Era posible, pensó Luis. Costaría una fortuna en sobornos, pero era posible conseguirlo. Aunque...
—¿Para qué?
—Será un poco largo de explicar...
—¿No vas a dejarme salir de aquí?
El titerote reflexionó:
—Supongo que debo hacerlo. Pero primero debo advertirte que estoy protegido. Mi armamento puede detener cualquier posible ataque.
Luis emitió un gruñido de disgusto.
—¿Por qué habría de atacarte?
El titerote no respondió.
—Ya recuerdo. Sois cobardes. Toda vuestra ética se basa en la cobardía.
—Aunque inexacta, la descripción puede servirnos.
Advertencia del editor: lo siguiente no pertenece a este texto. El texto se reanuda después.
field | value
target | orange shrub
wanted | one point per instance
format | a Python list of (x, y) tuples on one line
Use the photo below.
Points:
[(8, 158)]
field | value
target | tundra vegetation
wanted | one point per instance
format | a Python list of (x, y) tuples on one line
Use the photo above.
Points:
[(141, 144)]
—Bueno, podría ser peor —reconoció Luis. Todas las especies sensibles tenían sus peculiaridades. Sin duda resultaría más fácil entenderse con el titerote que con los trinoxios y su paranoia racial, o los kzinti con sus instintos asesinos, o los grogs sésiles con esos... extraños e inquietantes órganos que tenían en lugar de manos.
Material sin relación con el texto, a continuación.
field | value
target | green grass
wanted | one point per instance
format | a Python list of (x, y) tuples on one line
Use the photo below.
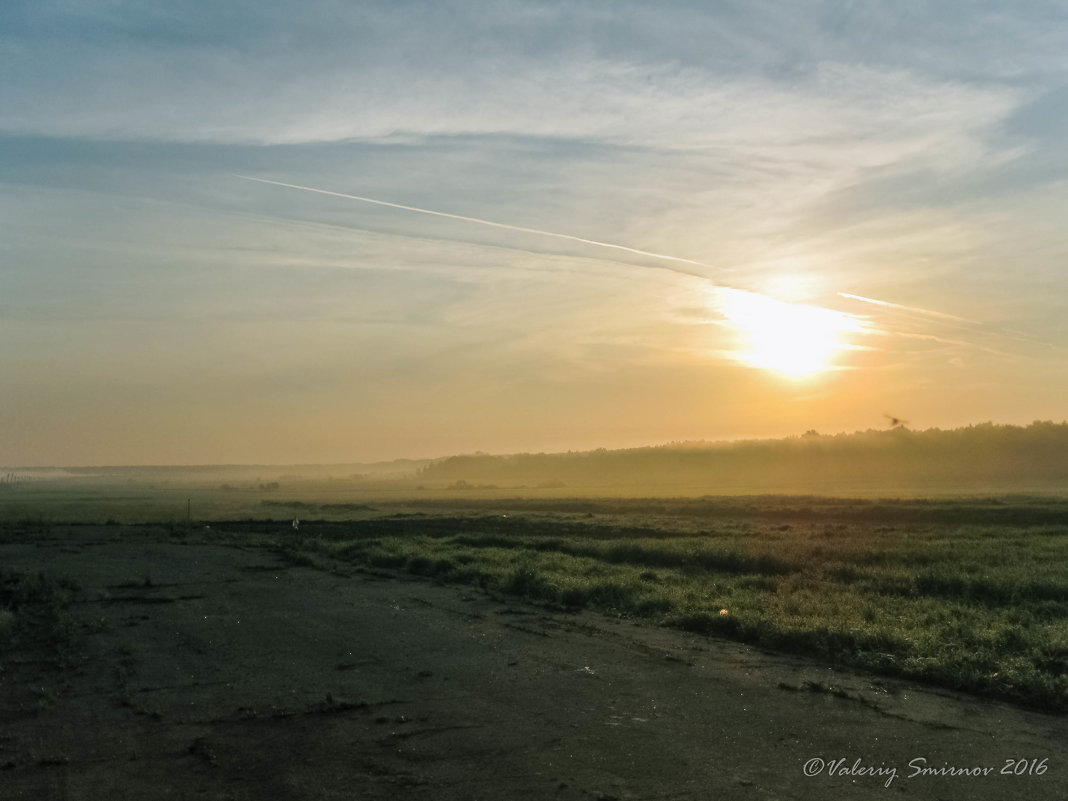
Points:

La figura del titerote le había traído a la memoria todo un desván de polvorientos recuerdos. La información sobre los titerotes y su imperio comercial, sus contactos con la humanidad, su repentina e inusitada desaparición, afluía a su mente entremezclada con el sabor del primer cigarrillo, las primeras tentativas de escribir a máquina con dedos torpes y no adiestrados, listas de vocabulario intermundo que debía memorizar, el sonido y el sabor del inglés, las incertidumbres y zozobras de la primerísima juventud. Había estudiado los titerotes en clase de historia, en el Instituto, y luego los había olvidado por completo durante ciento ochenta años. ¡Resultaba asombroso comprobar la cantidad de cosas que era capaz de retener el cerebro humano!
—Puedo permanecer aquí, si así lo prefieres —le dijo al titerote.
—No. Debemos estar juntos.
Los músculos se perfilaron tensos bajo la piel cremosa, mientras el titerote procuraba armarse de valor. Por fin se abrió la puerta de la cabina y Luis Wu entró en la habitación.
El titerote retrocedió un poco.
Luis se dejó caer en una silla, no tanto por su propia comodidad sino más bien con el propósito de tranquilizar un poco al titerote. Sentado tendría un aspecto más inofensivo. La silla era un modelo estándar, una silla vibradora adaptable, diseñada exclusivamente para humanos. Entonces Luis advirtió una tenue fragancia, que le recordó un herbolario y un juego de química a la vez, un olor bastante agradable.